En estos tiempos convulsos, en los que las democracias liberales se encuentran sometidas a implacables amenazas en los frentes más diversos, cobra especial vigencia la obra del florentino Giovanni Sartori, uno de los grandes pensadores contemporáneos del sistema democrático, fallecido ayer a los 92 años.
Con exhibiciones de erudición que rayaban a menudo en la pedantería, y echando con frecuencia mano de un humor elegante y corrosivo, Sartori cumplió a cabalidad el papel primordial que se espera de un intelectual digno de tal reconocimiento: animó a pensar en libertad.
El italiano dedicó buena parte de su larga trayectoria a reflexionar sobre la democracia, porque entendió que solo desde la comprensión de su naturaleza era posible llegar a valorarla, pese a sus carencias y defectos.

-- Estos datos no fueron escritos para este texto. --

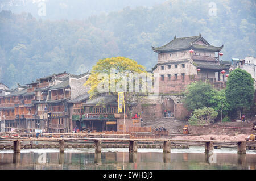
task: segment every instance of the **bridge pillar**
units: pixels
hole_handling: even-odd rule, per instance
[[[95,153],[94,153],[94,163],[101,164],[101,153],[95,152]]]
[[[95,153],[101,153],[101,145],[102,144],[102,141],[101,140],[95,140]]]
[[[64,149],[65,147],[65,141],[64,140],[60,141],[60,153],[64,153]]]
[[[129,153],[137,152],[137,143],[135,141],[129,141]]]
[[[169,141],[164,141],[163,145],[163,153],[170,153],[171,152],[171,145]]]
[[[20,141],[13,141],[13,153],[20,153],[21,144]]]
[[[213,144],[212,142],[205,142],[204,146],[205,153],[212,153],[213,152]]]
[[[240,141],[237,142],[237,153],[246,153],[246,142],[245,141]]]

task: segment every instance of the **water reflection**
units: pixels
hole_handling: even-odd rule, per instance
[[[95,153],[94,163],[101,164],[101,153]]]
[[[205,153],[205,161],[207,163],[217,163],[217,154],[213,152]]]
[[[102,152],[79,150],[60,154],[32,150],[14,154],[0,152],[4,169],[255,169],[256,155],[233,153]],[[42,151],[42,150],[41,150]],[[48,151],[48,152],[46,152]]]
[[[163,160],[164,163],[171,163],[171,153],[163,153]]]
[[[137,159],[137,153],[129,153],[129,163],[136,163]]]

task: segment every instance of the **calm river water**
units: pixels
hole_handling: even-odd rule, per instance
[[[254,170],[256,165],[256,150],[238,155],[236,149],[222,148],[207,155],[201,146],[171,149],[168,154],[162,149],[138,149],[129,154],[128,148],[102,149],[100,154],[94,149],[65,149],[64,154],[59,149],[13,151],[0,151],[0,170]]]

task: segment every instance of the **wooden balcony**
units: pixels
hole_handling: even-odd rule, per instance
[[[64,124],[49,124],[49,128],[52,129],[63,129]]]
[[[38,88],[46,87],[49,86],[51,82],[47,82],[44,83],[40,83],[38,84]]]
[[[60,99],[63,99],[64,98],[67,99],[68,99],[70,98],[70,95],[53,95],[52,96],[52,100],[60,100]]]
[[[213,83],[214,88],[217,89],[222,89],[226,88],[226,82],[225,81],[218,81],[215,82]]]
[[[33,100],[24,100],[24,104],[32,104],[32,102]]]
[[[82,115],[82,119],[84,120],[108,120],[115,119],[115,116],[114,114],[85,113]]]
[[[218,62],[218,57],[209,57],[201,55],[192,55],[192,57],[193,60],[205,60],[209,61]]]
[[[27,89],[27,92],[34,92],[34,90],[35,90],[35,87],[28,88]]]
[[[22,104],[21,100],[14,100],[14,104]]]
[[[5,104],[5,107],[14,107],[14,103]]]
[[[211,84],[213,84],[215,82],[216,82],[216,78],[215,77],[211,78],[197,78],[196,81],[197,82],[208,82]]]
[[[14,115],[1,116],[1,120],[14,120]]]
[[[24,115],[24,117],[26,119],[34,119],[34,114],[32,115]]]
[[[51,106],[49,111],[52,112],[59,112],[64,111],[64,106]]]

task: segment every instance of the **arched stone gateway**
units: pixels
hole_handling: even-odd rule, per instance
[[[187,116],[187,110],[182,104],[184,96],[181,95],[160,95],[154,98],[148,96],[138,96],[135,97],[138,103],[135,107],[133,108],[133,113],[139,113],[145,119],[160,118],[164,116],[164,110],[172,113],[174,118],[183,120]]]
[[[162,112],[163,116],[173,117],[175,112],[175,103],[174,100],[171,98],[166,98],[162,104]],[[164,113],[165,110],[166,110],[166,114]]]

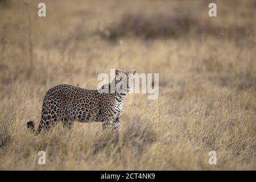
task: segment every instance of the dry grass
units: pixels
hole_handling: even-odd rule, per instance
[[[217,1],[215,18],[204,1],[45,2],[46,18],[37,16],[40,1],[31,5],[28,78],[26,6],[0,3],[0,169],[256,169],[255,1]],[[159,100],[129,95],[116,132],[79,123],[43,136],[27,131],[47,89],[95,89],[98,74],[114,68],[159,73]]]

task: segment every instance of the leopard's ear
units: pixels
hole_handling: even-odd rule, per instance
[[[121,73],[122,73],[122,71],[121,71],[120,69],[115,69],[115,76],[118,76],[119,75],[120,75]]]

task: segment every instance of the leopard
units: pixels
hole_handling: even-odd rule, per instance
[[[69,84],[55,86],[46,92],[37,129],[33,121],[27,128],[35,135],[45,133],[61,121],[63,128],[73,128],[75,121],[102,122],[102,130],[118,129],[123,103],[134,87],[136,71],[123,72],[115,69],[114,78],[98,89],[81,88]]]

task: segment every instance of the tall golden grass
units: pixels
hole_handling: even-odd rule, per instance
[[[1,169],[256,169],[255,1],[216,1],[216,18],[205,1],[44,1],[46,18],[40,1],[30,5],[28,77],[24,1],[0,3]],[[127,96],[118,131],[26,130],[48,89],[96,89],[98,74],[117,68],[160,76],[159,100]]]

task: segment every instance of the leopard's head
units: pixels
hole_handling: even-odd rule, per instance
[[[119,69],[115,69],[115,84],[117,93],[127,93],[134,85],[135,69],[130,72],[122,72]]]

Sartori defendía la democracia en sus vertientes política, económica y social –si bien hacía depender las dos últimas de la primera–, en la estela de su admirado Alexis de Tocqueville, pensador francés del siglo XIX que quedó deslumbrado por el incipiente sistema político que surgía en Estados Unidos. Su mayor preocupación consistió en convencer a los ciudadanos de que, a pesar de la distancia –a veces enorme– que pueda separar la democracia real de la ideal, la primera merece ser protegida sin vacilaciones y, por supuesto, perfeccionada con el tiempo.
Más en concreto, Sartori defendió la democracia representativa, y siempre desconfió de sistemas alternativos de participación directa, sobre todo aquellos derivados de la irrupción de las nuevas tecnologías. También fue –sobre todo con su ensayo ‘Homo videns’ (1997)– un crítico feroz de la televisión como medio de comunicación, porque veía en su banalidad un peligro para la democracia.
Provocador impenitente, desató a comienzos de este siglo una fuerte polémica con su libro La sociedad multiétnica, en el que arremetía contra el multiculturalismo, corriente en boga en círculos progresistas europeos y norteamericanos ante el fenómeno de la inmigración. Sartori opinaba, con la mirada puesta en el islamismo, que la democracia europea debía actuar con más prevención hacia culturas que, en sus palabras, se contraponen a los valores occidentales. Frente al multiculturalismo, defendió el ‘pluralismo’, bajo el paraguas del sistema del país de acogida.
Podrá discreparse parcial o totalmente de los planteamientos del pensador italiano, pero lo que nos interesa destacar con ocasión de su fallecimiento es el empeño infatigable que puso en intentar comprender la democracia. Y eso no es baladí en una época de peligrosos relativismos, en la que por todos lados afloran populistas de distinto signo que buscan romper en añicos ese fragílisimo invento de la civilización.
Su mayor preocupación fue convencer a los ciudadanos de que, a pesar de la distancia –a veces enorme–que pueda separar la democracia real de la ideal, la primera merece ser protegida sin vacilaciones y, por supuesto, perfeccionada con el tiempo.